The request to allow the texts to be exhibited in Mexico was made in a two-page letter addressed to Pope Francis and posted on President Andres Manuel Lopez Obrador’s Twitter page on Saturday (Oct 10) but dated Oct 2.
It was delivered to the pope by Lopez Obrador’s wife, Beatriz Gutierrez Muller, who met with him at the Vatican following a meeting she had on Friday with Italian President Sergio Mattarella.
One of the three codices, or books, requested is the Codex Borgia, an especially colourful screen-fold book spread across dozens of pages that depicts gods and rituals from ancient central Mexico.

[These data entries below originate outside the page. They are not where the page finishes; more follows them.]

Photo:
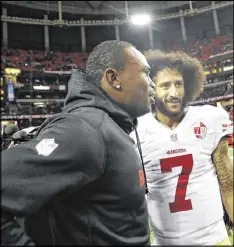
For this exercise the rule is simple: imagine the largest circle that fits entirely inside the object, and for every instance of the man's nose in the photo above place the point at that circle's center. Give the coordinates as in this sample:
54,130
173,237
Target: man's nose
152,84
173,91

It is one of the best-preserved examples of pre-conquest Aztec-style writing that exists, after Catholic authorities in colonial-era Mexico dismissed such codices as the work of the devil and ordered hundreds or even thousands of them burned in the decades following the 1521 conquest.
In the letter, Lopez Obrador requests the Vatican return the Codex Borgia, two other ancient codices as well as its maps of the Aztec capital of Tenochtitlan for a one-year loan in 2021.
The nationalist president is planning a series of events to commemorate the anniversary next year. He also reiterated his request that the Catholic Church, as well as reigning Spanish King Philip VI, apologise for atrocities that were committed following the conquest of Mexico, which Lopez Obrador said would mark an “act of historic contrition”.
The Vatican has not yet responded to the request, but its museums and archives have in the past lent out various manuscripts and works of art after similar requests from other countries.